ちがさき丸ごと博物館

高座郡衙跡

名称 高座郡衙跡 別名
所在地 下寺尾
概要 平成14年の夏、下寺尾の県立茅ヶ崎北陵高校グラウンドから大規模な建物跡の柱穴群が発見された。調査を行った財団法人かながわ考古学財団がこれらの柱穴や周囲の竪穴住居などを詳細に検討した結果、西暦700年前後に営まれた高座郡衙(たかくらぐんが:律令時代の郡の役所)と推定された。グラウンドの南西部では政務を執り行った郡庁(ぐんちょう)が発見され、グラウンドの北西部では4棟の高床式の倉庫(正倉(しょうそう))群と東西方向に広がる長大な建物の柱穴列が発見された。

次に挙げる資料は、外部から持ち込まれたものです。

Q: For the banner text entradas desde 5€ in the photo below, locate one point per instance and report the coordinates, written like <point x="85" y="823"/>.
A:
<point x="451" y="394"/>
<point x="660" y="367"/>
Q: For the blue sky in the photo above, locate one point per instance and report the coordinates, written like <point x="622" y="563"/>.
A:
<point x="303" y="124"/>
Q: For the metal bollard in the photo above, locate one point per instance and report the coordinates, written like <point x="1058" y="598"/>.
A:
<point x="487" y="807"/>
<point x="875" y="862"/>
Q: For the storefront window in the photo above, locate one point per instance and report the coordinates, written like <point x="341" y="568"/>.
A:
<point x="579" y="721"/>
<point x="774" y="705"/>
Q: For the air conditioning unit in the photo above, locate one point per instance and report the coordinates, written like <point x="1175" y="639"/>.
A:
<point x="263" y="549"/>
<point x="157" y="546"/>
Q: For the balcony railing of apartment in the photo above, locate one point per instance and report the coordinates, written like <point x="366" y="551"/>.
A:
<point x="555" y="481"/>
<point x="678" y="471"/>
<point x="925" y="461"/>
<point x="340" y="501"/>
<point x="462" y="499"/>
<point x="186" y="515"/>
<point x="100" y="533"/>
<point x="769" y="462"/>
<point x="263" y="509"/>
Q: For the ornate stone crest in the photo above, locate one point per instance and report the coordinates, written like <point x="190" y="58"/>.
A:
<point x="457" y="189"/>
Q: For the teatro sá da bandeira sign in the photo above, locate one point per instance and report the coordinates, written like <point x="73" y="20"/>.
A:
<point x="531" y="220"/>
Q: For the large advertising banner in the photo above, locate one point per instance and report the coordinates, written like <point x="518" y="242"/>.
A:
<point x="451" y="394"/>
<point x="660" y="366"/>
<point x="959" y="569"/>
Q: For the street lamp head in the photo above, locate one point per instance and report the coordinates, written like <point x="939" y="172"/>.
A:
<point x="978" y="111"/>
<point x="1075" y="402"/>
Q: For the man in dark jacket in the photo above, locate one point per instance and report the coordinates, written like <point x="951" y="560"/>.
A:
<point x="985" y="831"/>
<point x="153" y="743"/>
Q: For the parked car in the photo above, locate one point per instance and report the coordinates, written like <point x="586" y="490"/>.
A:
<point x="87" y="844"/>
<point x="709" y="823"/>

 郡庁は、正殿(せいでん)と後殿(こうでん)と脇殿(わきでん)で構成されています。正殿は、周囲に回廊のような施設が巡る建物で、東西に7間(16.5メートル)、南北に4間(9.6メートル)の大きさがあったと考えられる。また、その北側16.5メートルに後殿と考えられる建物の柱穴群が、また東側20メートルに脇殿(東側)と考えられる柱穴群が発見された。それぞれの幅は4.5メートルで16メートルから20メートル以上の長さをもつ大型建物であり、西側にも同規模の脇殿が存在すると推定される。後殿と両脇殿が「コ」の字状に配置され、その中央に正殿をもつ構造であることがわかった。
 また、正倉は東西6.6メートル、南北5.4メートルのやや長方形の平面をもつ高床式の倉庫で、4棟が10メートル強の間隔で一列に並んでいることが確認された。そして、その並びに平行する形で、幅が5メートルで33メートル以上の長さをもつ大型の建物が見つかりった。
 この遺跡で発見された建物は、すべて大きな柱穴を掘り、その中に柱を直接立てたタイプのもので、掘建柱建物(ほったてばしらたてもの)と呼び、礎石(そせき)をもつ建物と区別している。
これらの大型遺構群は、一般的な集落遺跡では発見されることのないとても貴重なものである。とくに郡庁と正倉とともに、隣接地に同時期の寺院(七堂伽藍跡)が併存し、現在も地中下に保存されていることが、その重要性さらに高めており、全国的にも注目されている。